= Mark Kryder =

American computer engineer

Mark Howard Kryder (born October 7, 1943 in Portland, Oregon) was Seagate Corp.'s senior vice president of research and chief technology officer. Kryder holds a Bachelor of Science degree in electrical engineering from Stanford University and a Ph.D. in electrical engineering and physics from the California Institute of Technology.

Kryder was elected a member of the National Academy of Engineering in 1994 for contributions to the understanding of magnetic domain behavior and for leadership in information storage research.

He is known for "Kryder's law", an observation from the mid-2000s about the increasing capacity of magnetic hard drives.

==Kryder's law projection==
A 2005 Scientific American article, titled "Kryder's Law", described Kryder's observation that magnetic disk areal storage density was then increasing at a rate exceeding Moore's Law. The pace was then much faster than the two-year doubling time of semiconductor chip density posited by Moore's law.

Inside of a decade and a half, hard disks had increased their capacity 1,000-fold, a rate that Intel founder Gordon Moore himself has called "flabbergasting."
— Kryder's Law

In 2005, commodity drive density of 110 Gbit/in^{2} (170 Mbit/mm^{2}) had been reached, up from 100 Mbit/in^{2} (155 Kbit/mm^{2}) circa 1990. This does not extrapolate back to the initial 2 kilobit/in^{2} (3.1 bit/mm^{2}) drives introduced in 1956, as growth rates surged during the latter 15-year period.

In 2009, Kryder projected that if hard drives were to continue to progress at their then-current pace of about 40% per year, then in 2020 a two-platter, 2.5-inch disk drive would store approximately 40 terabytes (TB) and cost about $40.

The validity of the Kryder's law projection of 2009 was questioned halfway into the forecast period, and some called the actual rate of areal density progress the "Kryder rate". As of 2014, the observed Kryder rate had fallen well short of the 2009 forecast of 40% per year.
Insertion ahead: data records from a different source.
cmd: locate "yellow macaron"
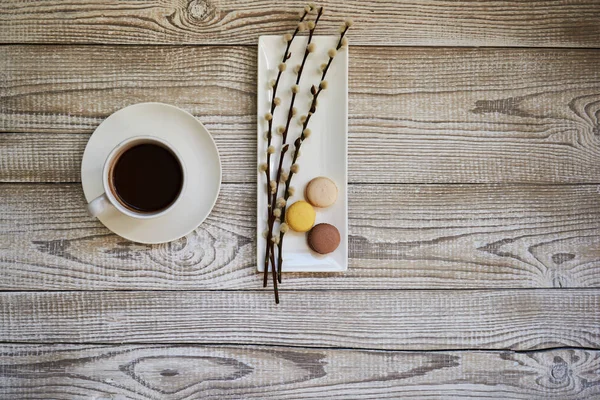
[285,200,317,232]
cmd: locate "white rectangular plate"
[257,36,348,272]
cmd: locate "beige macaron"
[304,176,337,207]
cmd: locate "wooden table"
[0,0,600,400]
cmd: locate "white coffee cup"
[87,136,187,219]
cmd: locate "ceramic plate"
[257,36,348,272]
[81,103,221,243]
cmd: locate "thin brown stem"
[263,11,308,287]
[267,7,323,282]
[277,25,349,274]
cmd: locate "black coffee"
[112,143,183,213]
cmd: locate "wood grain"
[0,289,600,350]
[0,0,600,47]
[0,46,600,183]
[0,344,600,400]
[0,184,600,290]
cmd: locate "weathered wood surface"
[0,345,600,400]
[0,0,600,47]
[0,184,600,290]
[0,289,600,350]
[0,46,600,183]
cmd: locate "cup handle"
[88,193,111,217]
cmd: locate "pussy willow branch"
[277,21,351,276]
[267,7,323,283]
[263,9,311,296]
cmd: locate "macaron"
[285,200,317,232]
[304,176,337,207]
[307,224,340,254]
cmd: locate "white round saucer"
[81,103,221,244]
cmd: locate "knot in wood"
[188,0,215,21]
[550,357,569,383]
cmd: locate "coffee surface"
[112,143,183,212]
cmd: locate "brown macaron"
[307,224,341,254]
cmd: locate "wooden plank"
[0,184,600,290]
[0,46,600,183]
[0,344,600,400]
[0,289,600,350]
[0,0,600,47]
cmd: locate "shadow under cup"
[108,139,185,216]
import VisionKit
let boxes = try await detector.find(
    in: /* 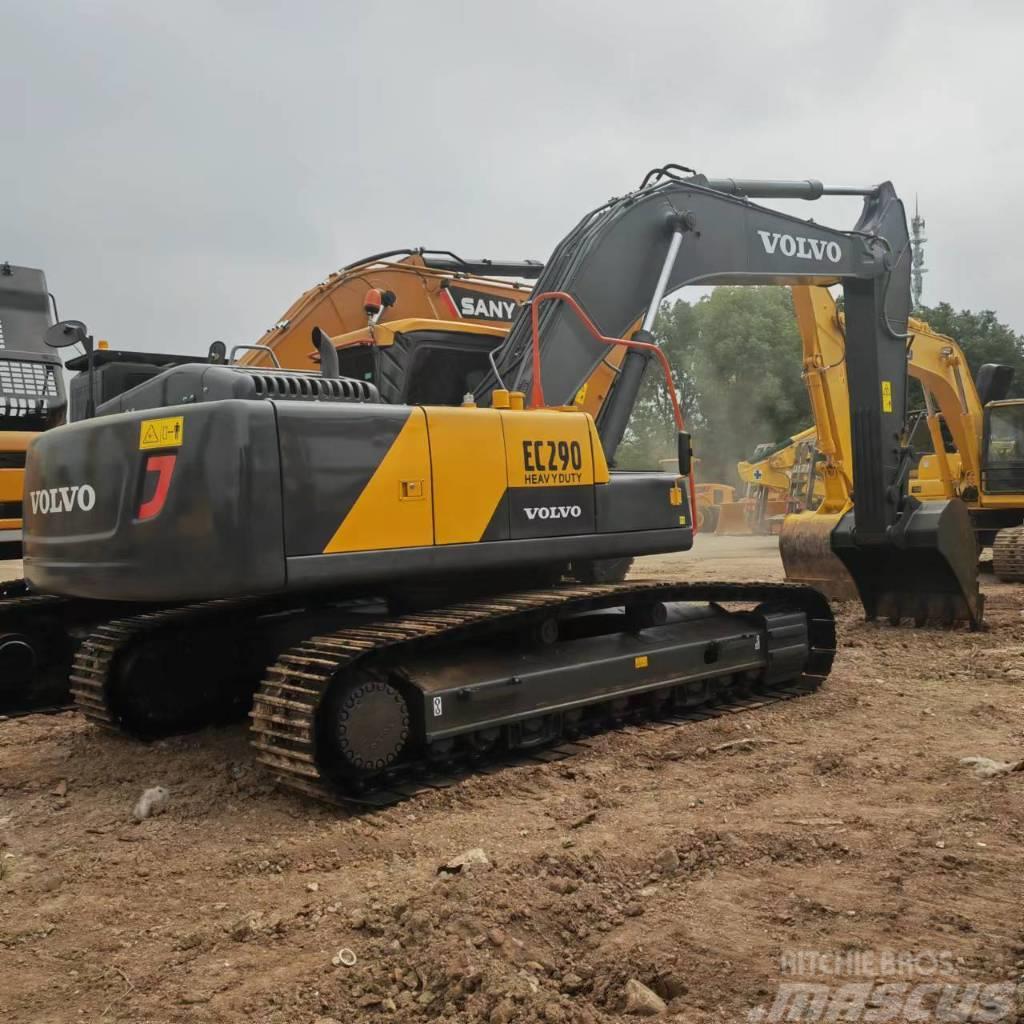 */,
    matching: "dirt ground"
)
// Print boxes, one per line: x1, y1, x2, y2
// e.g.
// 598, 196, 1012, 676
0, 538, 1024, 1024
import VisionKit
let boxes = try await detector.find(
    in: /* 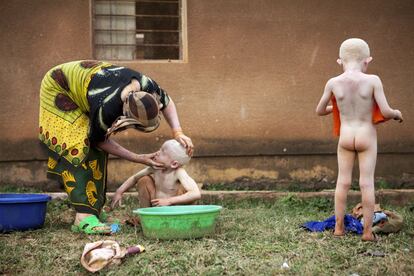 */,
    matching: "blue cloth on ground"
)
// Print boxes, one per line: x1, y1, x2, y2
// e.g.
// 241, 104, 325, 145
302, 215, 363, 235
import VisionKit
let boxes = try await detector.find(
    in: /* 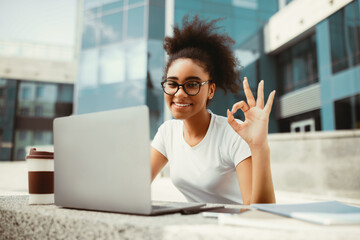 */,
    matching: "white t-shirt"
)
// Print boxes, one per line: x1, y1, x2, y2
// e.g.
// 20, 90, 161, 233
152, 112, 251, 204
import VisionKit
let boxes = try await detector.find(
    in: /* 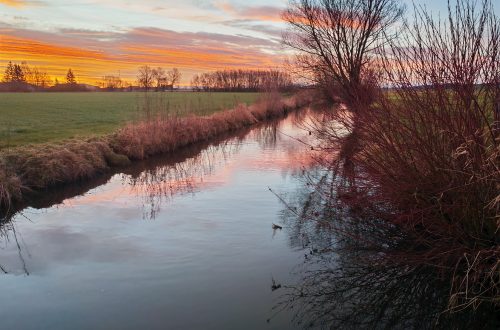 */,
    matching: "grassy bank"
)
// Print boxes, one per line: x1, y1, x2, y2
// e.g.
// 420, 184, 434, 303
0, 92, 259, 149
0, 94, 310, 211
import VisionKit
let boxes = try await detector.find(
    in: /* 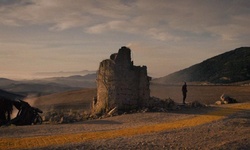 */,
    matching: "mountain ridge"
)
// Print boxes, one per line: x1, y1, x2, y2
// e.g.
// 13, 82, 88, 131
152, 47, 250, 84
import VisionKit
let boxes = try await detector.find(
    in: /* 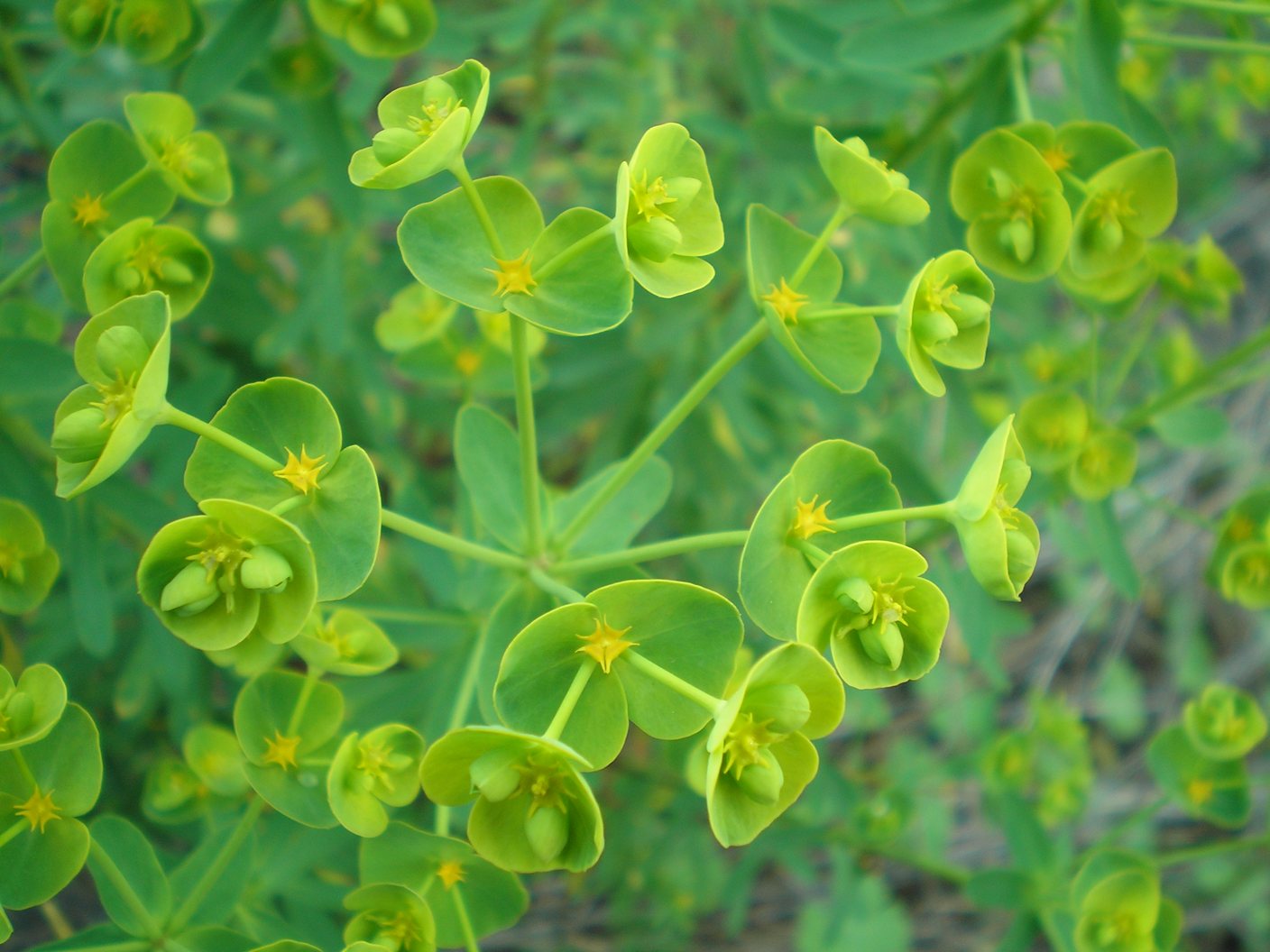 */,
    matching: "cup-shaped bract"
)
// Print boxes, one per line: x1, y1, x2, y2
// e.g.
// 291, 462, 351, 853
350, 60, 489, 189
420, 728, 604, 874
0, 664, 66, 752
1071, 149, 1177, 278
0, 499, 61, 619
292, 608, 398, 676
494, 579, 743, 769
40, 119, 175, 310
137, 499, 318, 651
52, 292, 171, 498
613, 122, 722, 297
115, 0, 194, 63
896, 252, 993, 396
745, 205, 881, 393
815, 125, 931, 224
704, 645, 844, 847
327, 724, 424, 837
1183, 684, 1266, 760
345, 883, 437, 952
84, 218, 212, 321
797, 542, 949, 688
952, 416, 1040, 601
357, 822, 529, 948
1067, 426, 1138, 501
0, 704, 102, 909
124, 93, 234, 205
308, 0, 437, 57
952, 130, 1072, 280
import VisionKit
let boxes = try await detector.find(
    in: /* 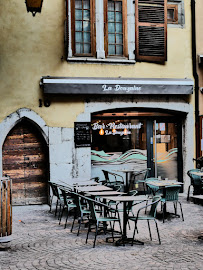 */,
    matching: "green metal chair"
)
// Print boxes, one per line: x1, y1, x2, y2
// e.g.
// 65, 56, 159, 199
102, 170, 124, 188
187, 169, 203, 201
71, 193, 91, 236
48, 182, 63, 218
59, 188, 77, 229
129, 196, 161, 246
161, 185, 184, 222
86, 198, 122, 248
130, 168, 151, 195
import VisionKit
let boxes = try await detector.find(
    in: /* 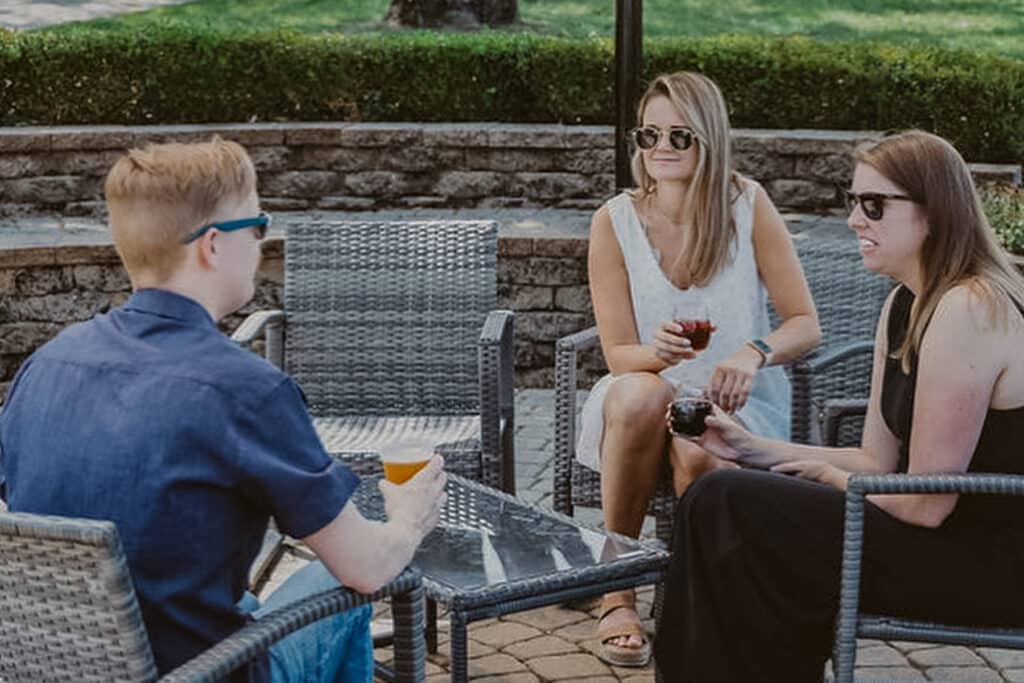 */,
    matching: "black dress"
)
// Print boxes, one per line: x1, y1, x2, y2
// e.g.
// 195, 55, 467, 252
654, 288, 1024, 683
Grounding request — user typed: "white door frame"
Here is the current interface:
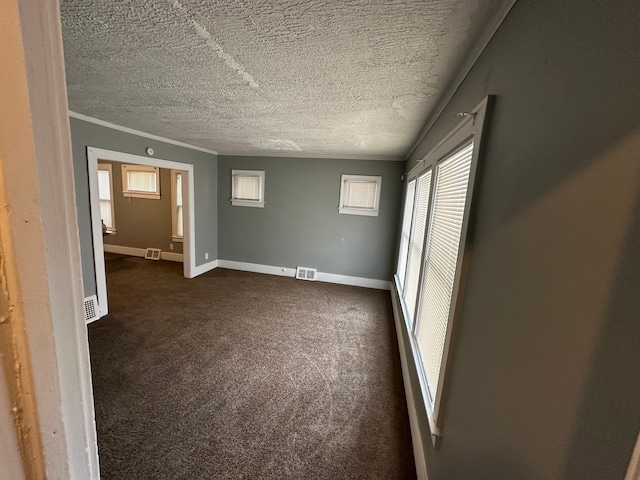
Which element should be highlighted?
[87,147,196,317]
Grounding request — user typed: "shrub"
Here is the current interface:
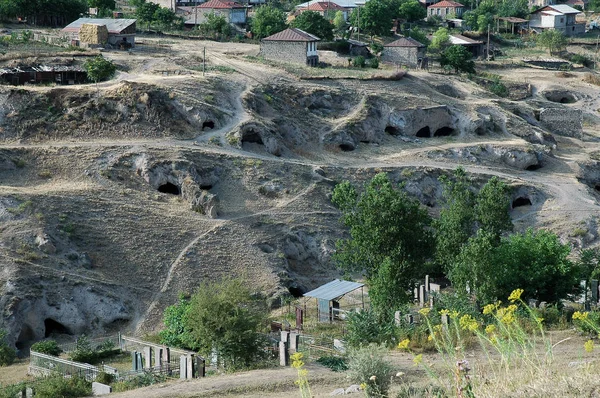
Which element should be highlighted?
[0,329,17,366]
[352,55,367,68]
[348,344,394,397]
[317,356,348,372]
[31,340,62,356]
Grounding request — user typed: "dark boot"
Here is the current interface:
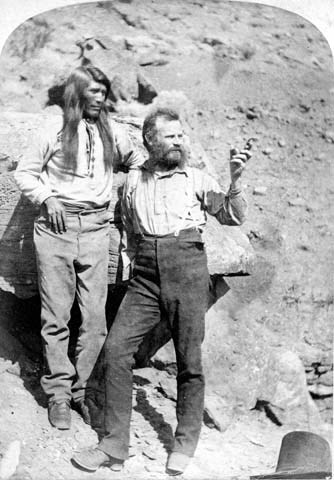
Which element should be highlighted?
[48,400,71,430]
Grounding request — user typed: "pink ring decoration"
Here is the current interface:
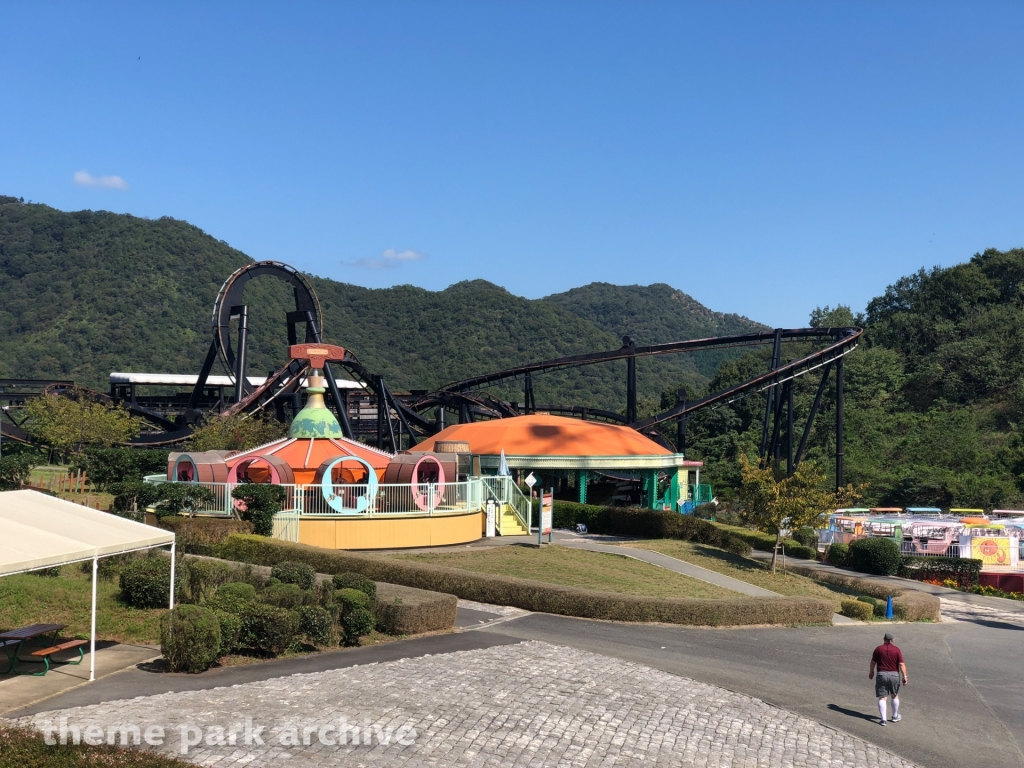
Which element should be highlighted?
[409,456,444,512]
A single 2.5-inch platter stored around 0.3 terabytes in 2009 and this reached 0.6 terabytes in 2014. The Kryder rate over the five years ending in 2014 was around 15% per year. To reach 20 terabytes by 2020, starting in 2014, would have required an implausibly high Kryder rate of better than 80% per year.

By 2019, it was observed that Kryder's law "has proven to be outdated as the cost of media storage is decreasing at a slower pace than in the past and is now stabilising."

==Awards and honors==

Mark H. Kryder is an elected member of the National Academy of Engineering, a Fellow of the American Physical Society. and a Fellow of the Institute of Electrical and Electronics Engineers (IEEE). He was Distinguished Lecturer for the IEEE Magnetics Society, and has been awarded the IEEE Magnetics Society Achievement Award and IEEE Reynold B. Johnson Information Storage Systems Award. Kryder received the Pingat Bakti Masyarakat from Singapore in their 2007 National Day Awards.